“Extraordinary things are happening” outside of traditional law firms


Hamilton: Be patient

Professor Richard Susskind’s claim that the current model of alternative legal services providers has not delivered and needs to be rethought is premature, the boss of Radiant Law has argued.

Alex Hamilton, a solicitor who has led the way in changing the delivery of commercial contracting, said “extraordinary things are already happening” but it took time to create the right structure.

Though the argument for vertically integrated legal services had merit, he continued, “you can’t build the law firm they [Professor Susskind and Neville Eisenberg] are describing starting with, well, a regular law firm”.

We reported recently that Professor Susskind and Mr Eisenberg – former chairman of Berwin Leighton – had argued that the horizontal disaggregation of legal work has not driven sufficient innovation in law firms and alternative providers.

In a much-discussed paper published by Harvard Law School, they said the idea that there was a layer of process-driven work that required little involvement of qualified lawyers had turned out to be “an oversimplification”.

This led to a vertical way of looking at legal work instead. “The idea here is that all legal matters require a mix of legal expertise, legal experience, and process, even if the great bulk of human hours spent are on the process component.

Mr Hamilton, who launched Radiant Law a decade ago, said existing law firms could not be transformed in this way.

“To make it work, you need to radically change how lawyers operate, the incentives that apply and how decisions are made, but partnership models are perfectly designed to protect the current power structure and resist change, with the most successful under the old model holding the reins,” he wrote on LinkedIn.

Traditional lawyers at law firms “literally have no clue how to make everyday contracting (our speciality) go fast”, he said.

“We now generally hire only junior lawyers because it is too hard to reprogram senior lawyers who tend not to take it well when you explain that pretty much everything that they have learned to date from their firms is wrong.”

Traditional law firms were “structured for the bespoke and are in no rush to do anything” – they took at least two days just to complete a conflict check, he said – and were not “optimised for cooperation”.

“They are optimised for autonomy of partners. Good luck telling them that they all have to work in the same way, a fundamental for doing routine work. Good luck getting them to switch to fixed fee only and ditching time sheets (despite being talked about for decades, can you name one large firm that has done it?).”

Radiant Law is now 10 years old and Mr Hamilton said it was built on the idea that, to solve clients’ demands, “we needed to pull together into one place legal judgement calls, [legal process outsourcers’] process capabilities and tech skills.

“It also had to be fixed price to align incentives with the client and we had to take technology and knowledge management seriously, and it would help to be a law firm.”

But the question, Mr Hamilton said, was why Radiant was not larger (it currently has around 50 staff). “The authors have a point that scale is an excellent indication of successfully meeting demand. And my best answer is: be patient.”

The solicitor explained that it had taken several years to create “a new kind of business structure”.

“Radiant Law is a company, so no partners and a simple management structure. The executive committee only has four members with marketing, sales, delivery and business services representatives.

“We are ‘flat-ish’. Our organisational chart is just a big circle underneath the executive committee and we push down decision making and responsibility as far as possible. Official reporting lines for the team are to the relevant executive committee member – there is no other management layer and a strong emphasis on self-management.

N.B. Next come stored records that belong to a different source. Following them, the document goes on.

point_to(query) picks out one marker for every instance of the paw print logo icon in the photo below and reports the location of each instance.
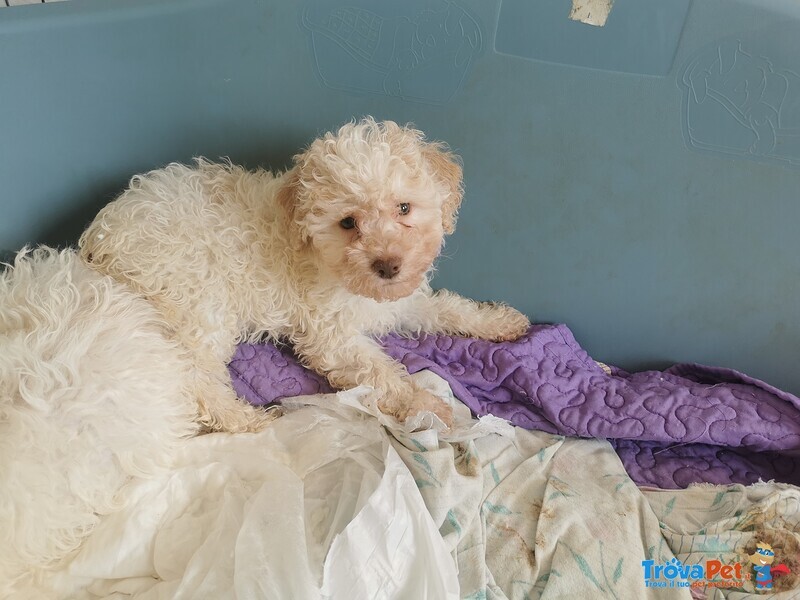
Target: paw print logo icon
(418, 50)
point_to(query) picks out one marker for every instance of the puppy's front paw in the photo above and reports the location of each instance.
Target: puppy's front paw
(415, 402)
(502, 323)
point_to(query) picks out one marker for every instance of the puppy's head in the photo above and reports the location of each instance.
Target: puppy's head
(373, 201)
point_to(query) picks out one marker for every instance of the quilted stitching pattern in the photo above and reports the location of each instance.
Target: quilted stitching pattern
(688, 423)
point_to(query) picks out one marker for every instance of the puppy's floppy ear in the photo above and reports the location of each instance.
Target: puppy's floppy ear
(446, 167)
(288, 203)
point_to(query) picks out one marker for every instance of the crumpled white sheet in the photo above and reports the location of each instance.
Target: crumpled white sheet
(319, 505)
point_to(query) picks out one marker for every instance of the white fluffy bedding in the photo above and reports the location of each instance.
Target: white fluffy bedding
(330, 503)
(105, 494)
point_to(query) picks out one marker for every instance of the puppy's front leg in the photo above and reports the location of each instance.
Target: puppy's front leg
(355, 359)
(449, 313)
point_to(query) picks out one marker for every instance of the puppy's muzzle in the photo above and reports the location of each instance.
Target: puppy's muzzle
(387, 268)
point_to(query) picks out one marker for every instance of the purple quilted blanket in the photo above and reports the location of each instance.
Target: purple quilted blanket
(687, 424)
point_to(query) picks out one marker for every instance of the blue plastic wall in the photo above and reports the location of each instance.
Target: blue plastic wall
(640, 181)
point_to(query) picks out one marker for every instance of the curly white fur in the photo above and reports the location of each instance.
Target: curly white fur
(326, 255)
(92, 392)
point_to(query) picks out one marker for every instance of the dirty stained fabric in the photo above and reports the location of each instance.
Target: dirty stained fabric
(687, 424)
(335, 500)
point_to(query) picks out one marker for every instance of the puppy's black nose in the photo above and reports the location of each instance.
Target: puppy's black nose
(387, 268)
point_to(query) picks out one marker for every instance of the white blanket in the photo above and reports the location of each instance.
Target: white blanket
(330, 503)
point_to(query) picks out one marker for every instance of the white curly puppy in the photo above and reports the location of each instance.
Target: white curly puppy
(326, 255)
(92, 392)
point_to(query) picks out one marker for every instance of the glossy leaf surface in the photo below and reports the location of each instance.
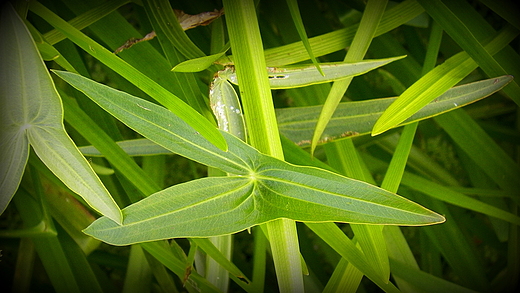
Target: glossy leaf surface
(32, 114)
(264, 189)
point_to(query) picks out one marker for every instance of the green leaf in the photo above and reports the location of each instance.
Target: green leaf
(199, 64)
(172, 102)
(162, 12)
(32, 112)
(162, 126)
(350, 119)
(215, 206)
(435, 83)
(298, 75)
(266, 188)
(298, 22)
(357, 118)
(460, 33)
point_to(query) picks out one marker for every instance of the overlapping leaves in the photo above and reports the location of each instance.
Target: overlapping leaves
(262, 189)
(32, 115)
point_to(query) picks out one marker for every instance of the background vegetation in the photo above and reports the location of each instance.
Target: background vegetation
(462, 164)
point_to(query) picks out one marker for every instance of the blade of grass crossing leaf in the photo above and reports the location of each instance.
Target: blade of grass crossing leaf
(436, 82)
(261, 123)
(464, 38)
(345, 278)
(160, 125)
(343, 156)
(38, 114)
(297, 20)
(196, 120)
(239, 277)
(457, 249)
(366, 31)
(337, 239)
(114, 154)
(397, 245)
(445, 194)
(340, 39)
(357, 118)
(370, 237)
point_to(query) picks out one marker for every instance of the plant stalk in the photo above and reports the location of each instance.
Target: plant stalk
(246, 44)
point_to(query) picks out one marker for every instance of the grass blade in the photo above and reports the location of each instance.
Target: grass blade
(172, 102)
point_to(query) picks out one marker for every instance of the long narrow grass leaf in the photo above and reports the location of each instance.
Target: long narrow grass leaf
(169, 100)
(37, 114)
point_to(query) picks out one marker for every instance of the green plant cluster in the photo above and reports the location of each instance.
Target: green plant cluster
(377, 148)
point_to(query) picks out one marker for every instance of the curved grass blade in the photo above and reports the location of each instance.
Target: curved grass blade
(199, 64)
(436, 82)
(298, 23)
(350, 119)
(299, 76)
(31, 108)
(169, 100)
(358, 118)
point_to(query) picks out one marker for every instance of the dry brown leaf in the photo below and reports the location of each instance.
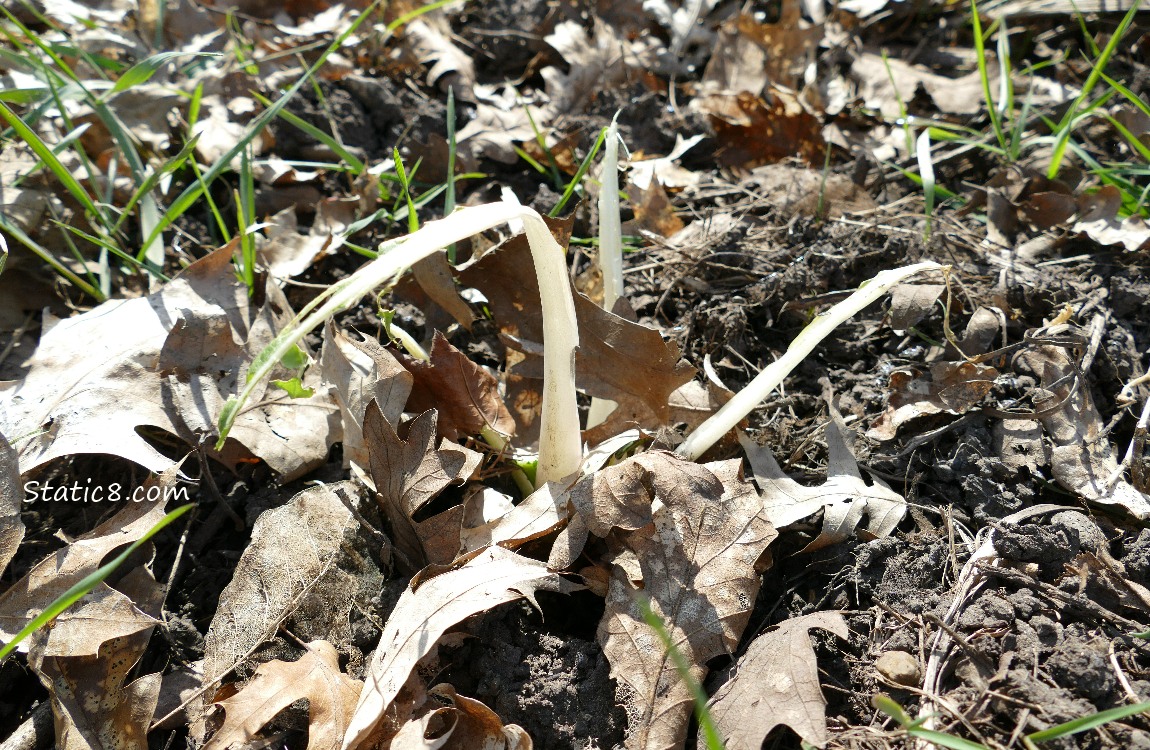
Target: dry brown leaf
(911, 303)
(665, 169)
(435, 276)
(618, 360)
(883, 90)
(276, 685)
(798, 190)
(596, 62)
(362, 372)
(93, 704)
(844, 498)
(750, 54)
(692, 538)
(464, 724)
(408, 474)
(951, 388)
(289, 566)
(652, 208)
(168, 360)
(12, 497)
(776, 683)
(105, 612)
(1098, 220)
(435, 601)
(429, 40)
(752, 131)
(1082, 459)
(466, 395)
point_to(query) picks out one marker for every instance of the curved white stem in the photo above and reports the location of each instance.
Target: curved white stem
(560, 449)
(708, 433)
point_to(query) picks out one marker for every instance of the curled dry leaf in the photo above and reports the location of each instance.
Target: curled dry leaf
(844, 498)
(951, 388)
(464, 724)
(168, 360)
(754, 130)
(776, 682)
(1082, 459)
(362, 372)
(93, 703)
(1099, 221)
(618, 360)
(692, 538)
(436, 601)
(408, 474)
(289, 566)
(276, 685)
(465, 395)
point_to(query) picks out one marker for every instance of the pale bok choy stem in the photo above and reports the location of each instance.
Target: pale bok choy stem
(611, 249)
(708, 433)
(560, 449)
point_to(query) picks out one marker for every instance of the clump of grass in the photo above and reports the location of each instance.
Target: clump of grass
(915, 728)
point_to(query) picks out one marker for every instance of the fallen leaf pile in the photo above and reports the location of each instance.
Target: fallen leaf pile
(374, 504)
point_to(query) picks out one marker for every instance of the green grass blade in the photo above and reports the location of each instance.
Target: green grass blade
(1065, 127)
(46, 255)
(82, 588)
(110, 247)
(579, 174)
(707, 726)
(44, 153)
(354, 162)
(143, 70)
(983, 74)
(449, 199)
(944, 740)
(1091, 721)
(188, 198)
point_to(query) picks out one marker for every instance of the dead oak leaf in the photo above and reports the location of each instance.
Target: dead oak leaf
(844, 498)
(93, 703)
(776, 682)
(105, 612)
(618, 360)
(692, 538)
(168, 360)
(466, 395)
(464, 724)
(362, 372)
(437, 599)
(286, 567)
(276, 685)
(408, 474)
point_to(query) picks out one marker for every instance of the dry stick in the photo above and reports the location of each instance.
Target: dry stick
(968, 583)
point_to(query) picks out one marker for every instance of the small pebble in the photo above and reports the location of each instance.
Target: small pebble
(899, 667)
(1090, 536)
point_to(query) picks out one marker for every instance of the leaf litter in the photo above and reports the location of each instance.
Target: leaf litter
(764, 182)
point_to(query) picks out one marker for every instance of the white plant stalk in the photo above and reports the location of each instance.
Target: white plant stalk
(708, 433)
(611, 249)
(560, 449)
(926, 169)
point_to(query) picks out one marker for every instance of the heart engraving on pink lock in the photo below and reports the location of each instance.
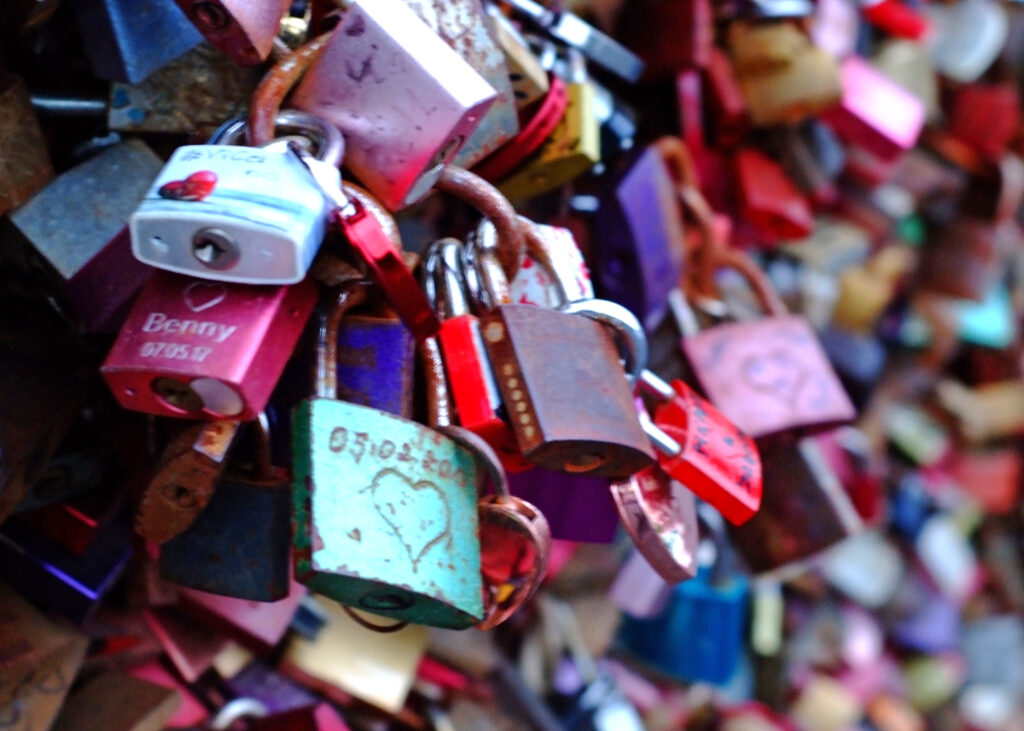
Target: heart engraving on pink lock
(417, 513)
(204, 295)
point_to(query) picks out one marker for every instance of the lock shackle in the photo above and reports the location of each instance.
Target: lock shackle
(631, 340)
(329, 143)
(350, 294)
(449, 283)
(236, 711)
(274, 87)
(493, 205)
(503, 507)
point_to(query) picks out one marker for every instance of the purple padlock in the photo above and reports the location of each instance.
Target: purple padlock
(578, 507)
(638, 240)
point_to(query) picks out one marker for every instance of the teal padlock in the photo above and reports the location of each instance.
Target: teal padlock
(384, 508)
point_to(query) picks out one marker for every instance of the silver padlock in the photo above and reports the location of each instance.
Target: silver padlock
(249, 215)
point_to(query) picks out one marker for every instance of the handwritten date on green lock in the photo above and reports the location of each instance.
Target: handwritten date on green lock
(385, 515)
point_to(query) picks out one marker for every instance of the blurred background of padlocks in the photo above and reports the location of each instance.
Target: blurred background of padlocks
(572, 364)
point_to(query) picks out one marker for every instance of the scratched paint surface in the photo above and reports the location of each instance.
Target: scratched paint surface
(385, 514)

“We don’t have timesheets and don’t reward on hours. Bonuses are an automatic 10% paid to everyone… We prioritise cooperation over control or autonomy.”

Mr Hamilton went on: “We don’t really talk about lawyers internally (nor do we use the innovation word much). There are individuals who deliver matters and they work with developers who do software and a data analyst who analyses data and legal engineers who help automate things.

“If you need help from others, just ask on Slack. We have account leads and project leads and whatever leads, rather than managers (outside excom). Your responsibilities come from the particular hat you are wearing at that moment in time, not a rank.”

Further, Radiant Law was only the second UK law firm to become a B Corporation – a socially responsible approach to business –  and Mr Hamilton said about 20% of time was spent on “continuous improvement”.

“I believe that the structure and culture that we have created at Radiant Law is foundational to actually delivering truly differentiated and improved services for our clients, and I don’t think we could have gotten here by transforming a traditional firm.”

This has all meant that the firm has set and met a target of turning around 75% of matters – either new contracts or those coming back from the other side – in just half a day.

“The best service levels offered in the market as far as we are aware is two days (and many can’t meet that – remember those two-day conflict checks before the law firm teams can even start?),” he said.

He concluded: “While I welcome the authors’ argument that we need lawyers, I believe that extraordinary things are happening already, and that scale will come. It just takes time to build the right solution. Patience!”